Over the years, Janet brought her own children to see their grandmother, who, in turn, would send holy cards for birthdays, graduations and First Holy Communions.
“My children were all accepting of her and have developed their own relationship with her. They went to Catholic schools, so they understood why she was where she was,” she said.
“When mom started going downhill a bit, they all went to visit her separately on their own, including my 25-year-old daughter, who was born six years after my mom went into the Carmel,” she said.
Some of her siblings have done the same, while others have struggled to resolve their issues with their mother’s decision.
As Janet sees it, her own strong faith has helped her joyfully embrace her mother’s religious vocation.
“But I understand why people don’t understand,” she added, citing the oft-repeated phrase: “For those who have faith, no explanation is necessary. For those who don’t, no explanation is possible.’ It is simple as that for me.”

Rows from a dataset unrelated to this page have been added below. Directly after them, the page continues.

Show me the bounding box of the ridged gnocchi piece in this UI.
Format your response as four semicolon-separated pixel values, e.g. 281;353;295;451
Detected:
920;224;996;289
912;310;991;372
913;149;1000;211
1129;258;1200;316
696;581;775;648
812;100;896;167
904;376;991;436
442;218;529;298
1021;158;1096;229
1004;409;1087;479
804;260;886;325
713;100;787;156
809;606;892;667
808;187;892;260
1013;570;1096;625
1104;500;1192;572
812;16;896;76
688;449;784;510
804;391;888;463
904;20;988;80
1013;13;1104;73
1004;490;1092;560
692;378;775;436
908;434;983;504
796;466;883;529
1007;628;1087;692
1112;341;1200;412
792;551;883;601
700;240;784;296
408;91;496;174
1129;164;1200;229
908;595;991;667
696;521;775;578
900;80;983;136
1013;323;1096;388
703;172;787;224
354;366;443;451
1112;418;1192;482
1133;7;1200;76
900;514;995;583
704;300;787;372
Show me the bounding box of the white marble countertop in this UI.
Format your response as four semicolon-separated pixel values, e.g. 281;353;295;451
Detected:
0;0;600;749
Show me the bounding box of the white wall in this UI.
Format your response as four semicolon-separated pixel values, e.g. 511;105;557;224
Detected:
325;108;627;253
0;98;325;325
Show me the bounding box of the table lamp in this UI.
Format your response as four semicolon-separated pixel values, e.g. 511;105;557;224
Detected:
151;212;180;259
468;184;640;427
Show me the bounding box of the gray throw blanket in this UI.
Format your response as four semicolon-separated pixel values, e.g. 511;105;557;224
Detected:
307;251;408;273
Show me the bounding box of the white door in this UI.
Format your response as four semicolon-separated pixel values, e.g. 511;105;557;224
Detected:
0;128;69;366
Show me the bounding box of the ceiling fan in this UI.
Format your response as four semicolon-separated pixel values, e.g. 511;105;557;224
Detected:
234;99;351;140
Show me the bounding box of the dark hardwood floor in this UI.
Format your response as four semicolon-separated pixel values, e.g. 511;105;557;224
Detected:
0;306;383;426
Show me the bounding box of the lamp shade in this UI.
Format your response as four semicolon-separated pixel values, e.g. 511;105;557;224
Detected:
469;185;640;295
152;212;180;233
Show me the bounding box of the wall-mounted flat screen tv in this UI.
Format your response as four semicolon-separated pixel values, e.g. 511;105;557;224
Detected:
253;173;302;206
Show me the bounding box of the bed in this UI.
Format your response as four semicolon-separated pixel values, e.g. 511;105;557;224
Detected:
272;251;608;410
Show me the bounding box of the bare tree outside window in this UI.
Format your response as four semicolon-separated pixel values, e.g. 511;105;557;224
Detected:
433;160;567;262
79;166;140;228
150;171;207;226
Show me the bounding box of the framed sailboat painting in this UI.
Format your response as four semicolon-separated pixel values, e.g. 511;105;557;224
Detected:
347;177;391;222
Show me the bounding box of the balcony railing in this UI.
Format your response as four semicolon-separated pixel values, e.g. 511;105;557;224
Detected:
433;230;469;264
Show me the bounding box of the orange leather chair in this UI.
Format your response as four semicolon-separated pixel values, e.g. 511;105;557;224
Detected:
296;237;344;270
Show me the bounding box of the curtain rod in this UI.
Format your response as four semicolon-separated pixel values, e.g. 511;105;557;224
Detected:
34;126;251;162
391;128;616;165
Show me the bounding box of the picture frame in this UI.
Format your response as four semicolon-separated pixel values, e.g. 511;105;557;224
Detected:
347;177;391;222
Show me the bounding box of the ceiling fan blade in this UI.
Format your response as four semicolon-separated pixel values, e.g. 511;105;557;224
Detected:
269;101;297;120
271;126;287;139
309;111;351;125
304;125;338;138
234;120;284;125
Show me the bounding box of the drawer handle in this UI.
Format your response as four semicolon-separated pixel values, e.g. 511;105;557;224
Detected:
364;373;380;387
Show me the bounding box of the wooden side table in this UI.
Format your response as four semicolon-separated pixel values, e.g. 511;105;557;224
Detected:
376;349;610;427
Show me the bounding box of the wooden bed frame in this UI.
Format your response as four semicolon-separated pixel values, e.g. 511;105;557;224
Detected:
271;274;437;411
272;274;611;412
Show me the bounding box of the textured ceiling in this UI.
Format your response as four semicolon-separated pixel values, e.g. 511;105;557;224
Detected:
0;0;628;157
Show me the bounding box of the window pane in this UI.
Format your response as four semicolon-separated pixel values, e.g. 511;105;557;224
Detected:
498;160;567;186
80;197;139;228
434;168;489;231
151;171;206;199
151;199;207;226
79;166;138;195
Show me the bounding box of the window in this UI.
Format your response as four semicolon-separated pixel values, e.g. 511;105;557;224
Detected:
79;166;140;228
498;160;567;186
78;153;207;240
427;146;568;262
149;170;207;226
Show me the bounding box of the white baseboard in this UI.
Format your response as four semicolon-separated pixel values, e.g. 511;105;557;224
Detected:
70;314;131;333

Two weeks before her mother’s death, Janet knew the end was near and traveled from San Francisco to Chicago for what she feared would be her last visit.
By now, the once-energetic woman who had been an open-water swimmer and globe-trotter was frail and could barely speak. But she was at peace. And this time, when Janet departed, she said “goodbye” to Sister Mary Joseph of the Trinity, her mother, for the first and last time.
When Janet returned for the June 9 funeral service, she felt “no sadness, only joy and peace. I had a sense of elation for her. … And now she is with God in heaven and with all who have gone before.”
Her mother’s story has fascinated many people, Janet acknowledged. But every woman who shared the Carmel with Sister Mary Joseph of the Trinity “has a story about how God worked in their life. The key is you have to be listening” to hear the call.